Her sözün tamamlanmasına ihtiyaç yoktur...
Duymak isteyen, duyar; yanında olmak isteyen yanındadır...
Şimdi tüm umutlarıma gözlerini ekiyorum...
Bu yağmurlar sadece sana; çisil çisil kalbimden kalbime aksın diye...
Okyanussa gülümsemen beni orya gömsünler...
Gözlerimi kapattığımda perde olan gözlerin; an be an boğuluyorum orda nefesim kesilircesine...
Var olan herşey de; herşey'den azsın...
Eksildikçe ömrümden eksilenim; tamamlanamadığım...
Noktası, virgülü imla hatası zaman ve uçsuz sonsuzluk...
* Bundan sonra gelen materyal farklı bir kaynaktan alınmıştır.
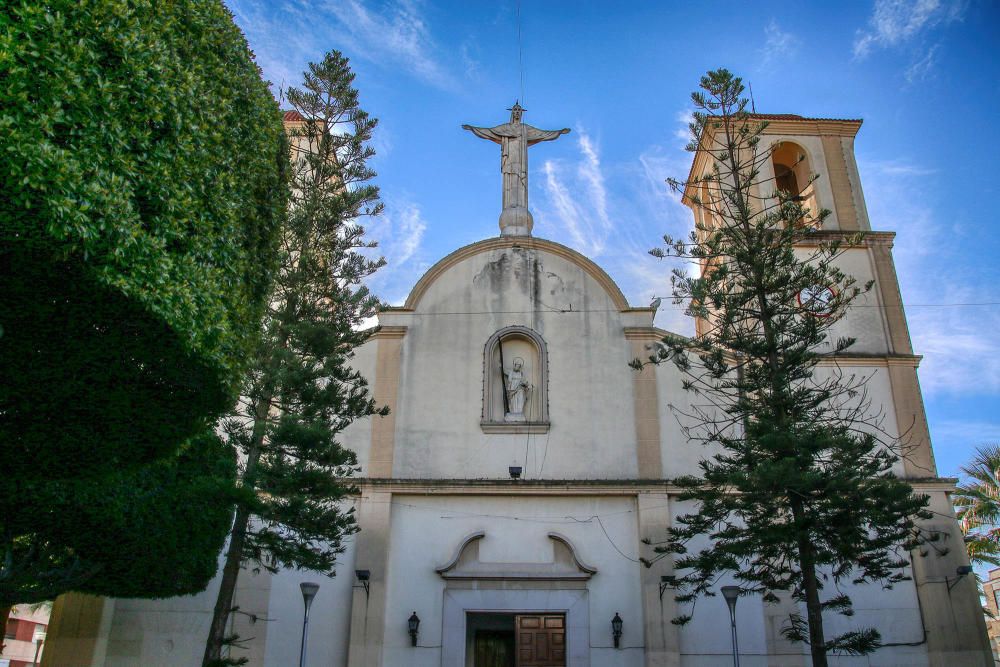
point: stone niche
(520, 353)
Aldığım her nefes de hece hece ismin kısık ve uçurum...
Gözlerim kapalı atlamak gibi gökdelen olan bakışlarında kaybolduğum...
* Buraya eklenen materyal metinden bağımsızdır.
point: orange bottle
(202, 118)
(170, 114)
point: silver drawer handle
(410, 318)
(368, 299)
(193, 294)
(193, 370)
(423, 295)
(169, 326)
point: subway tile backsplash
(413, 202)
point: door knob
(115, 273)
Evet! Ölümsüzlük..adı olan sevginin...
Dudağımdaki susuzluk gibisin, sadece sana susuyorum...
Şimdi Nisan'dayız; sanmaki yağmurlar susuzluğunu giderir...
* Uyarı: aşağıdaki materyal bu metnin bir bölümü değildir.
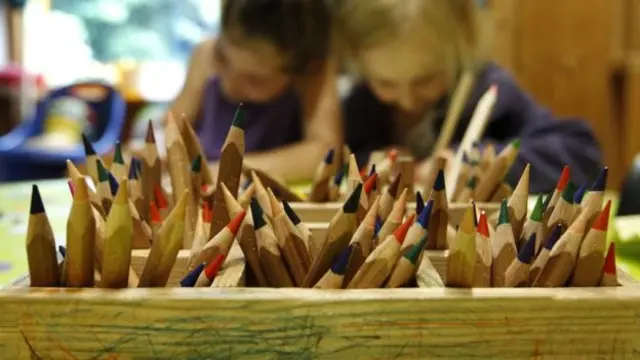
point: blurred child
(411, 54)
(272, 56)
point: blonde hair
(448, 26)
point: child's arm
(322, 129)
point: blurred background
(578, 57)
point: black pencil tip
(37, 207)
(88, 147)
(257, 214)
(351, 205)
(528, 250)
(290, 213)
(439, 183)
Ömrüm, ömrünle tamamlanınca anca bu çöllük halim bitecek...
Yeniden hayatım can bulacak firdevs cenneti bakışlarında...
Her nefes de onu alıp veriyordum; o ise bu kadar hücrelerimdeyken gitmemi bekliyordu...
Kalan miydi giden mi suçlu? Kalan unutamadığı için tutkusunun adı takıntı olmuştu; giden ise bu kadar büyük sevgiyi taşıyamadığı için gidiyordu...
Sözün özü şu ki az seviyorsan seni seviyorum demeyeceksin; kalanın hakkına girmeyeceksin...
Sensiz olduğum her an niyetliyim...
Bilmiyorum ne zaman bitecek sensizlik orucum...
Birgün inanıyorum o an gelecek ve işte o zaman bakışlarında iftarımı yapacağım..
O zaman sen gör içimdeki ramazanı nasıl sen dolu...
Bayram işte O'dur ki benimle tüm Ramazanları geçireceğin bir ömür...
Gecenin içinde gözlerini arıyorum..
Sonra gece beni içine alıyor ve ben yine sana esir kalıyorum..
Sabahlıyorum dinmek bilmeyen arzularla..
Lugatımda bir tek sen, sayıklıyorum hece hece ismini..
Ve seni buluyorum dualarımda..
Gökyüzüne beraber bakmalıydık şimdi....avuçlarımızı ısıtan kahvemzi yudumarken yarını konuşmalıydık...sadece sen ve benli yarınlar...gözlerimiz gözlerimize perde olmalıydı ve ortak bir dilek tutmalıydık, adı mutluluk olan...sonsuz olan.